On the women's side, too, the Grand Slam is rare: Maureen Connolly in 1953, Margaret Court in 1970 and Steffi Graf in 1988.
Perhaps because of the difficulty of winning the Grand Slam, a less formal "Serena Slam" was coined after Serena Williams won the four events consecutively in 2002-03. (Note: not in the same calendar year.) Williams did it again in 2014-15. She was actually beaten to the accomplishment by Martina Navratilova, who did it in 1984-85.
Djokovic has the only Serena Slam for men, getting it in 2015-16. He could well have completed another Sunday, had he not defaulted from the US Open last fall as the top seed in the fourth round after accidentally hitting a lineswoman with a ball struck in anger.
There is also the easier-to-attain career Grand Slam, in which a player wins each Slam event at some point in a career. On the men's side, this adds Perry, Roy Emerson, Andre Agassi and the modern triumvirate of Roger Federer, Rafael Nadal and Djokovic to the ledger.
Increasing the difficulty of completing a Slam of any sort is the different surfaces the tournaments are played on. Players as great as Pete Sampras and John McEnroe, for example, never won the French Open, which is played on clay.

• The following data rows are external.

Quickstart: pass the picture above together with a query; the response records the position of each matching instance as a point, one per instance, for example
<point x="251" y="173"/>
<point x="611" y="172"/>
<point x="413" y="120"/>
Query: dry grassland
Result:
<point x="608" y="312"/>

Besides the US Open, where Djokovic will go for the Slam starting August 30, there is still the men's singles competition at the Tokyo Olympics that begin July 24. Djokovic has said he is undecided on whether to play in the Olympics for Serbia. If he won a gold medal and the US Open, the feat would be called the Golden Slam. Only Graf in 1988 has done it, but tennis was not part of the games for the Slams accomplished by Budge, Laver, Connolly and Court.
As Nadal and Federer have faded and younger stars have been slow to emerge, Djokovic occupies a dominant position in the men's game at age 34.
Djokovic lost five sets in his seven matches at the Australian Open and six sets at the French. But at Wimbledon, he dropped just two, and despite losing the first set of the final in a tie break to Matteo Berrettini, he was never in serious difficulty. He is 34-3 on the year.
Djokovic is listed as the favorite for the US Open at even money, indicating that bettors and oddsmakers give him about a 50 per cent chance to win it. (He is even money for the Olympics, too.)
Nadal, Dominic Thiem, Daniil Medvedev and plenty of other players will stand in the way. But the chance of seeing something this year that no man has done since 1969, and no woman since 1988, is very real.